Are pie charts evil? - An exploration of what makes data visualisations work
Dr Andy Hill | Wednesday 31 January 12pm (via Zoom)
As quantitative scientists we forget just how hard most people find dealing with maths and data. This creates a huge problem if lay decision-makers can't understand our complex analyses. At best, our analysis isn't used in the decision-making process, at worst it gets corrupted and abused.
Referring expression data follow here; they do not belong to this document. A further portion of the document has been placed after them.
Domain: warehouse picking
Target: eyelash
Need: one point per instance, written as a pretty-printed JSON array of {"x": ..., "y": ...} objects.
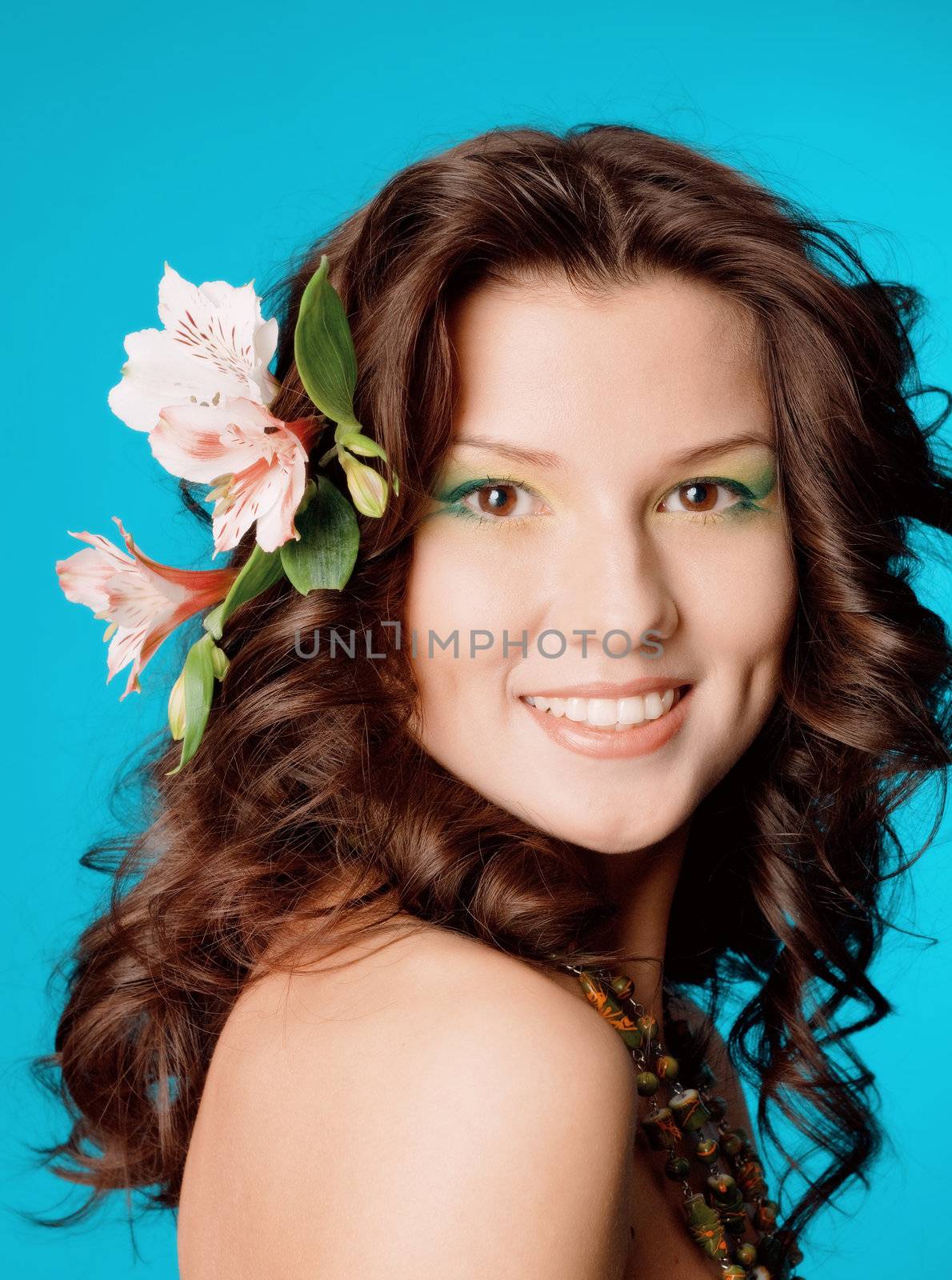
[{"x": 457, "y": 507}]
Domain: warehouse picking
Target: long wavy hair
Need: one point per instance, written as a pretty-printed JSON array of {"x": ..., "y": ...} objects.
[{"x": 309, "y": 780}]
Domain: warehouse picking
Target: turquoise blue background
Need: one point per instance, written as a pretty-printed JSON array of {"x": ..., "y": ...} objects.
[{"x": 223, "y": 138}]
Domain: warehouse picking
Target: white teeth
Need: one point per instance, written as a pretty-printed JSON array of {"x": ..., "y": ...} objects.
[{"x": 608, "y": 714}]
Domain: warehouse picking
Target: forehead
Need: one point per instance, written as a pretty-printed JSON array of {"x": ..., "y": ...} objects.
[{"x": 663, "y": 358}]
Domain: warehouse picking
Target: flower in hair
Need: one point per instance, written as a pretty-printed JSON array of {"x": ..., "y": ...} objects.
[
  {"x": 256, "y": 464},
  {"x": 141, "y": 599},
  {"x": 215, "y": 345},
  {"x": 201, "y": 390}
]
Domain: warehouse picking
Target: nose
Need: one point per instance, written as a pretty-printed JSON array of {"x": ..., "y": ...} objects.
[{"x": 610, "y": 582}]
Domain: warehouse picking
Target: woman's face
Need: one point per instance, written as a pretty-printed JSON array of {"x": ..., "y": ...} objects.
[{"x": 612, "y": 484}]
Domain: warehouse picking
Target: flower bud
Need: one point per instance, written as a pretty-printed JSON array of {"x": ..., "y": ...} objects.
[
  {"x": 367, "y": 486},
  {"x": 219, "y": 662},
  {"x": 177, "y": 708}
]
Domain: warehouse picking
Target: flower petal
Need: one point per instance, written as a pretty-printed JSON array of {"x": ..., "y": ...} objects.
[
  {"x": 215, "y": 345},
  {"x": 202, "y": 443}
]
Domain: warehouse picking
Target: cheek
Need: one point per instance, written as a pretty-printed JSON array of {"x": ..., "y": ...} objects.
[{"x": 456, "y": 589}]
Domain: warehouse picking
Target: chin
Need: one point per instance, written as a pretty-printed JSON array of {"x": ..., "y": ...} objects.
[{"x": 595, "y": 834}]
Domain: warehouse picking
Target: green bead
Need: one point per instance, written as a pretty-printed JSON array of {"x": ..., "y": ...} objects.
[
  {"x": 706, "y": 1151},
  {"x": 661, "y": 1130},
  {"x": 725, "y": 1196},
  {"x": 667, "y": 1068},
  {"x": 677, "y": 1168},
  {"x": 622, "y": 986},
  {"x": 725, "y": 1190},
  {"x": 706, "y": 1228},
  {"x": 689, "y": 1110},
  {"x": 648, "y": 1083},
  {"x": 610, "y": 1009}
]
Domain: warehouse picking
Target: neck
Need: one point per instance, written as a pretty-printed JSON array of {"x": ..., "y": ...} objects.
[{"x": 642, "y": 885}]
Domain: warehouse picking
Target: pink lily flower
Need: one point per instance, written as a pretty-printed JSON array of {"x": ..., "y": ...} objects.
[
  {"x": 258, "y": 464},
  {"x": 141, "y": 599}
]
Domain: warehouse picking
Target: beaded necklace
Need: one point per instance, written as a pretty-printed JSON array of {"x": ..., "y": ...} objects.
[{"x": 691, "y": 1124}]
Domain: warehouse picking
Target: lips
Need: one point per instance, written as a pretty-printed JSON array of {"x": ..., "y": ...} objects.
[
  {"x": 623, "y": 742},
  {"x": 610, "y": 688}
]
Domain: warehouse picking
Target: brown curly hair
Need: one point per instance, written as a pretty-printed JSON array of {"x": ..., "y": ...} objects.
[{"x": 309, "y": 781}]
Data Visualisation is one solution to the problem, where we can leverage the massive power of our visual processing system to translate complex analysis into simple, intuitive insights. Large strides in producing user-friendly graphs and charts have been made by prominent visualisation experts such as Edward Tufte, William Cleveland and Stephen Few. But delving into the data viz literature, much of what we "know" about data visualisation is based on practitioner experience and opinion - there's surprisingly little quantitative research into the subject. What there is has focused almost exclusively on accuracy, but this is just one factor that makes a chart or graph successful (others include ease of use, the correct choice of physical analogue and good design).
For example, in the field of Data Analytics, the hatred for pie charts is near ubiquitous. However, this seems to be based on the misconception that when looking at a pie chart we compare areas and angles, and that this is less accurate than comparing lengths (as in a bar chart). But there is no consistent evidence in the literature to support this.
Of major importance is that there seems to be little research into the visualisation of probability distributions, a key output of many OR analyses. Andy will argue there is a need to rethink how we do research in the data visualisation field, so that we can design better graphs and charts for decision-making.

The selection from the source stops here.